Decline in Giving Expected to Follow Drop of $150-Billion in Foundation Assets in 2008
April 9, 2009 | Read Time: 1 minute
The nation’s grant makers lost $150-billion in assets last year, a figure comparable to their total giving over the last four years, according to a study released last week.
The report, by the Foundation Center, in New York, examined giving by private, corporate, and community foundations. Total giving by those grant makers increased 2.8 percent from 2007 to 2008, the report said. However, when the nation’s largest foundation, the Bill & Melinda Gates Foundation, in Seattle, was excluded from the calculations, the increase in giving was just 1 percent.

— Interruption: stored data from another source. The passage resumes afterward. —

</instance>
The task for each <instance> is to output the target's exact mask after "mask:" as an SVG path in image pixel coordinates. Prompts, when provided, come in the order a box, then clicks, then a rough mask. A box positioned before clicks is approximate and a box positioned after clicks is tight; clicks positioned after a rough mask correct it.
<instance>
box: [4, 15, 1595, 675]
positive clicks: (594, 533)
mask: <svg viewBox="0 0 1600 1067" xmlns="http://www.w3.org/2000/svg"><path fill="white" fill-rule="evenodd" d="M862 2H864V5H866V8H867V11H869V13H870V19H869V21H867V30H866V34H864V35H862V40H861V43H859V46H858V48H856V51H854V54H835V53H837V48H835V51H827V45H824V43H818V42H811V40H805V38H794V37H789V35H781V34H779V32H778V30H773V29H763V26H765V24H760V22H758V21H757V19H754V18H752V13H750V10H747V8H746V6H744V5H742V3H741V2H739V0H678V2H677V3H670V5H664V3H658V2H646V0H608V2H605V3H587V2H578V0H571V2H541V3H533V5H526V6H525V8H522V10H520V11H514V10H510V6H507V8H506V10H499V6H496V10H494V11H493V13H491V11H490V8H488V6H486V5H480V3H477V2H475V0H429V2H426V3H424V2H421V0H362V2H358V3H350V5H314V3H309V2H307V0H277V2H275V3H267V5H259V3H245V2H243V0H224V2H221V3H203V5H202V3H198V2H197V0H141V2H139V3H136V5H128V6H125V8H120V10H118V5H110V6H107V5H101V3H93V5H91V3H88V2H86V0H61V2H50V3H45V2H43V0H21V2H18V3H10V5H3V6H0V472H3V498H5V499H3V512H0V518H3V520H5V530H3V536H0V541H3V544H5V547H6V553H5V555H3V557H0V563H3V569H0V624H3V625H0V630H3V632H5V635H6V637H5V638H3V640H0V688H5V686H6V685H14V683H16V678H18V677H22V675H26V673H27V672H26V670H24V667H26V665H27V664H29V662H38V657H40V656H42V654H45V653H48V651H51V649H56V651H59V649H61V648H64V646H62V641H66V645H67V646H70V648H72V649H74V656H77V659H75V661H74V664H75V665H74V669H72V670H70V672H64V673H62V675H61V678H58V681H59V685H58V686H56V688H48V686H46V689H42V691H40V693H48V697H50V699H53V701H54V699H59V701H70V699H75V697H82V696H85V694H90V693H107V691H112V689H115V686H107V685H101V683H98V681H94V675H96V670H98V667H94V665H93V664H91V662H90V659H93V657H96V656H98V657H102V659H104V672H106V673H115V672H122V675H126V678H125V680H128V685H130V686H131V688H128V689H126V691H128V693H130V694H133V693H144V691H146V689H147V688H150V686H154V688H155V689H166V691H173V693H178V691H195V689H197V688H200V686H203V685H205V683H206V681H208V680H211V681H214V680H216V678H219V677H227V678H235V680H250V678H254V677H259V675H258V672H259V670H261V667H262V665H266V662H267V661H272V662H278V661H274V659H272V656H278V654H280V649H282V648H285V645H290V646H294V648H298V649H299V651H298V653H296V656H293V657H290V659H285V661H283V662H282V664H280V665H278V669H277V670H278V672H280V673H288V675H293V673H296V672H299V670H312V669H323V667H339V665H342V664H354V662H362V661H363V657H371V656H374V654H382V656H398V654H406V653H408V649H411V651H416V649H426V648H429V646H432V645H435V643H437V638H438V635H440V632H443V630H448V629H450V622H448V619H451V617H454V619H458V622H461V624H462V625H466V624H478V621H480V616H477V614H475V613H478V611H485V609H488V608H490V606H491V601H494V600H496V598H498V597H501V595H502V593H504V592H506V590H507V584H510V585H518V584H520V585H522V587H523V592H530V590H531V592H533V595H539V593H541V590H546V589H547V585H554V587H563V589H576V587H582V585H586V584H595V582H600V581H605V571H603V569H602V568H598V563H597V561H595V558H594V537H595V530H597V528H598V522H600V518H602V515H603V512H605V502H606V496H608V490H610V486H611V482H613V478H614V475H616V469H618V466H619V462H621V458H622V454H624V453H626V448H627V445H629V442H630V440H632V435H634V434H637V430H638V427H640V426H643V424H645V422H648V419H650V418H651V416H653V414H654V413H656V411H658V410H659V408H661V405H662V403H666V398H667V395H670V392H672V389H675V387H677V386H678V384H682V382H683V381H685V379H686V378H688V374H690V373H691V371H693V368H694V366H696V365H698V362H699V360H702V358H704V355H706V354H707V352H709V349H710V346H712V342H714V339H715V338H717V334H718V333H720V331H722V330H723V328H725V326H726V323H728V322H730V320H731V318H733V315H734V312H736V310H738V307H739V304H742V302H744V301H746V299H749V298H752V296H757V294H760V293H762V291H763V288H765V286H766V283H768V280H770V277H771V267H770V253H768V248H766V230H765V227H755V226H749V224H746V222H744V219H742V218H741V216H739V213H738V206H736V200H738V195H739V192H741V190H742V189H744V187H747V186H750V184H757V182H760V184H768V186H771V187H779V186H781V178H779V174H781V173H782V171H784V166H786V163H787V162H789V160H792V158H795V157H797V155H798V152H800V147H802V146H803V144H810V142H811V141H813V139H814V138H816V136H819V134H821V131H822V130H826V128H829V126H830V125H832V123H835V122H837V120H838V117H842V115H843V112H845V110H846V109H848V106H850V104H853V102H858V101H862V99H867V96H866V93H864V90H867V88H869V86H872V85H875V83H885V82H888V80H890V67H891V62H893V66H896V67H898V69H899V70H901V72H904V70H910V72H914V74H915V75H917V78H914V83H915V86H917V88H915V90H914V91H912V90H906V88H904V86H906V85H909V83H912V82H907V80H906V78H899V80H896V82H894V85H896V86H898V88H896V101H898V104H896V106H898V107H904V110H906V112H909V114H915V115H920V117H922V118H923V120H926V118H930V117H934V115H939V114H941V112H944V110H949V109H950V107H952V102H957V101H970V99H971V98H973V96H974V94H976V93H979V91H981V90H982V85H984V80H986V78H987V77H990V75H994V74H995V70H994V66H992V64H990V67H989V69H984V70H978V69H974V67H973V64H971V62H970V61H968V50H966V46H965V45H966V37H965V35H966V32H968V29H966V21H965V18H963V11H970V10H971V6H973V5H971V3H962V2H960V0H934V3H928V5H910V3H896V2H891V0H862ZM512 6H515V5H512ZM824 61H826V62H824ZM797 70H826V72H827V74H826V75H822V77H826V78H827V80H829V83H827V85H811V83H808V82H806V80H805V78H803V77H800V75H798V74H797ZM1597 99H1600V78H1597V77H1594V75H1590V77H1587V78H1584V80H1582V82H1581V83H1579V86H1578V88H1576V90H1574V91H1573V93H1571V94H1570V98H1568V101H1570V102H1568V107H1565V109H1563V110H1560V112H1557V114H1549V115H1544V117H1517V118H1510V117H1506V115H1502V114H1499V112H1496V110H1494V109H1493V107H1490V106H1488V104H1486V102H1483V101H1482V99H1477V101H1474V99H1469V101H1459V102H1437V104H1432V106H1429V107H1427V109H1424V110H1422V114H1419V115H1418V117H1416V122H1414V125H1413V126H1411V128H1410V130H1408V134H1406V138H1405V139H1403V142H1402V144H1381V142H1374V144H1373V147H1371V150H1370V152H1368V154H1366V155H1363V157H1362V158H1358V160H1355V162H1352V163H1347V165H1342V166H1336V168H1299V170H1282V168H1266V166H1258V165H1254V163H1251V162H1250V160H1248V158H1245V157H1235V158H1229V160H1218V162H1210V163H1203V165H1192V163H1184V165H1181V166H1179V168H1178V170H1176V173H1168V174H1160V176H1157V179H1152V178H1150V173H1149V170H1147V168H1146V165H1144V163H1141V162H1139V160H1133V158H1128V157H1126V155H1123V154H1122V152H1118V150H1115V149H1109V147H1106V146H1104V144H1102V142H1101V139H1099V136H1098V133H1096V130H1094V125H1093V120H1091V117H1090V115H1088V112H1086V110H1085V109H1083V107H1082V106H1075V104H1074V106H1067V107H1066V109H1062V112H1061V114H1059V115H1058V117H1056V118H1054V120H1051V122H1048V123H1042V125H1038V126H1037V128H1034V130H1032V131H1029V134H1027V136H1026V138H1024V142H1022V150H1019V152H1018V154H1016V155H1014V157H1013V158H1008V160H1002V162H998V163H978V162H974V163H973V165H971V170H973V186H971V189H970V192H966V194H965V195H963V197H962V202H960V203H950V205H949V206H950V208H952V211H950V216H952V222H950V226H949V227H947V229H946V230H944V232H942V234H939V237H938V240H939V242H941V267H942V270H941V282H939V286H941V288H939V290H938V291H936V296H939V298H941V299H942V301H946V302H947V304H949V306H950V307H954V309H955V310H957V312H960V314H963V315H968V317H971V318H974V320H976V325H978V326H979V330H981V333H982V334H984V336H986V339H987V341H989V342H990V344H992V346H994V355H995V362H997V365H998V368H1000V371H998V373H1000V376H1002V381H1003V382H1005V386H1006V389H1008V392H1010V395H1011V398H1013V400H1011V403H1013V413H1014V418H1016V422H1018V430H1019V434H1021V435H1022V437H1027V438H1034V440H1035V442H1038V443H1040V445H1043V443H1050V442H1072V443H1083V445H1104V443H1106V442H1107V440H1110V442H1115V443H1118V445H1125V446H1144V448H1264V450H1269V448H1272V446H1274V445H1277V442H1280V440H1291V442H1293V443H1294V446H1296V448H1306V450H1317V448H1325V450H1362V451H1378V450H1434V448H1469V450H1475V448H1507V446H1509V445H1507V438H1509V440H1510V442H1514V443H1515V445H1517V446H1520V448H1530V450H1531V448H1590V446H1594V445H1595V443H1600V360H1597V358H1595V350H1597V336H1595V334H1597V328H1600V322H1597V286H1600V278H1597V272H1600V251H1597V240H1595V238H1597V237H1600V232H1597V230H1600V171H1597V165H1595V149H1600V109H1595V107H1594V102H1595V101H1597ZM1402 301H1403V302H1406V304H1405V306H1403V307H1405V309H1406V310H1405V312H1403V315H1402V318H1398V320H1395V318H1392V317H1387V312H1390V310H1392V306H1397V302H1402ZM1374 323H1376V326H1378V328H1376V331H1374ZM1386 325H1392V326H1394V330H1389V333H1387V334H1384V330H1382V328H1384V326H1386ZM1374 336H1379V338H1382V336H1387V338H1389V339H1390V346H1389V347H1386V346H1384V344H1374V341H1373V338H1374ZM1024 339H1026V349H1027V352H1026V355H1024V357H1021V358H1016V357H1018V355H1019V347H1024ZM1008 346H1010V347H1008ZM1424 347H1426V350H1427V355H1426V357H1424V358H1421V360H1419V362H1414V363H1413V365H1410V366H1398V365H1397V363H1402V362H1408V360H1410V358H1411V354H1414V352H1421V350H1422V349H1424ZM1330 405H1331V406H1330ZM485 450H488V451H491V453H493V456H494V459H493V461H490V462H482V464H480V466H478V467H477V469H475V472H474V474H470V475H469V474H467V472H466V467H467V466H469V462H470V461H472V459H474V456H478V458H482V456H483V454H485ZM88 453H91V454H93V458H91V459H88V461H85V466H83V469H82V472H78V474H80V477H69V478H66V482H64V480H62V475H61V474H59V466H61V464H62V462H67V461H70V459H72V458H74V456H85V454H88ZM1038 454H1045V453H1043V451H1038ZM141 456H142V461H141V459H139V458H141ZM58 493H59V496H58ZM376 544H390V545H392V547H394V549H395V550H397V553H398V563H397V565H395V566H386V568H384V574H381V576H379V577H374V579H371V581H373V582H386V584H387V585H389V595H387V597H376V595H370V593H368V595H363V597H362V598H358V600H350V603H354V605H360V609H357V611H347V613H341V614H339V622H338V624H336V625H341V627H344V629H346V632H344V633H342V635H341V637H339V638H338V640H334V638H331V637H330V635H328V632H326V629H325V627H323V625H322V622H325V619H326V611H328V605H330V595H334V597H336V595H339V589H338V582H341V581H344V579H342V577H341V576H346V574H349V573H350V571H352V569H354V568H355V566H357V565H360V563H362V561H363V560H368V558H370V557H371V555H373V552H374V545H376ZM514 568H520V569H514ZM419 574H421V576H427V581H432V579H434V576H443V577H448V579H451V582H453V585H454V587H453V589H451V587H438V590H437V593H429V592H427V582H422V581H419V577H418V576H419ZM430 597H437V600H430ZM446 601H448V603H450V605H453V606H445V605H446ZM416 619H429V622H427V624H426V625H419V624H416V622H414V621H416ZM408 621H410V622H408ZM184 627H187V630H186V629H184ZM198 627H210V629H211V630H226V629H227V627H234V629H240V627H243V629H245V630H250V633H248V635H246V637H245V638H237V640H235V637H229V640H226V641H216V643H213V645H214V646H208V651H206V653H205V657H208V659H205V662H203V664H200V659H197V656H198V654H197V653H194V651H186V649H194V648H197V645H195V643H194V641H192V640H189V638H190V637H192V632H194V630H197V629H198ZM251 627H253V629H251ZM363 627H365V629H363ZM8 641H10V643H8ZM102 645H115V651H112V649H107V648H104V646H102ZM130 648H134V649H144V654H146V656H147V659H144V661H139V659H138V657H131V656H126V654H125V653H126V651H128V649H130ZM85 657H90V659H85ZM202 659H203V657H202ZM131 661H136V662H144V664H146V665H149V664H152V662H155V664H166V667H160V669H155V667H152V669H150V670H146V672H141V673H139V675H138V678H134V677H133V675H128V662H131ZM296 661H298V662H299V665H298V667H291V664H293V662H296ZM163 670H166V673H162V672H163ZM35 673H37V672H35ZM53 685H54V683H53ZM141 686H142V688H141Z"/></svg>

But that may be the last increase for a couple of years. The Foundation Center said that giving is expected to decline “in the high single digits to the low double digits” in 2009, and further in 2010.
Community funds, which increased their giving more than private foundations or corporate grant makers from 2007 to 2008, are more likely to give less in 2009, the Foundation Center study found.
As for the outlook for giving in 2010, 20 percent of foundations that responded to the Foundation Center’s survey said they expected their giving to decrease next year, 39 percent expected to maintain giving levels, 14 percent said they would increase giving, and nearly 27 percent said they were unsure of the 2010 outlook for giving.
The Foundation Center’s study estimates that the country’s 75,000 grant makers held more than $530-billion in assets at the end of 2008. “Foundation Growth and Giving Estimates: Current Outlook” is available online.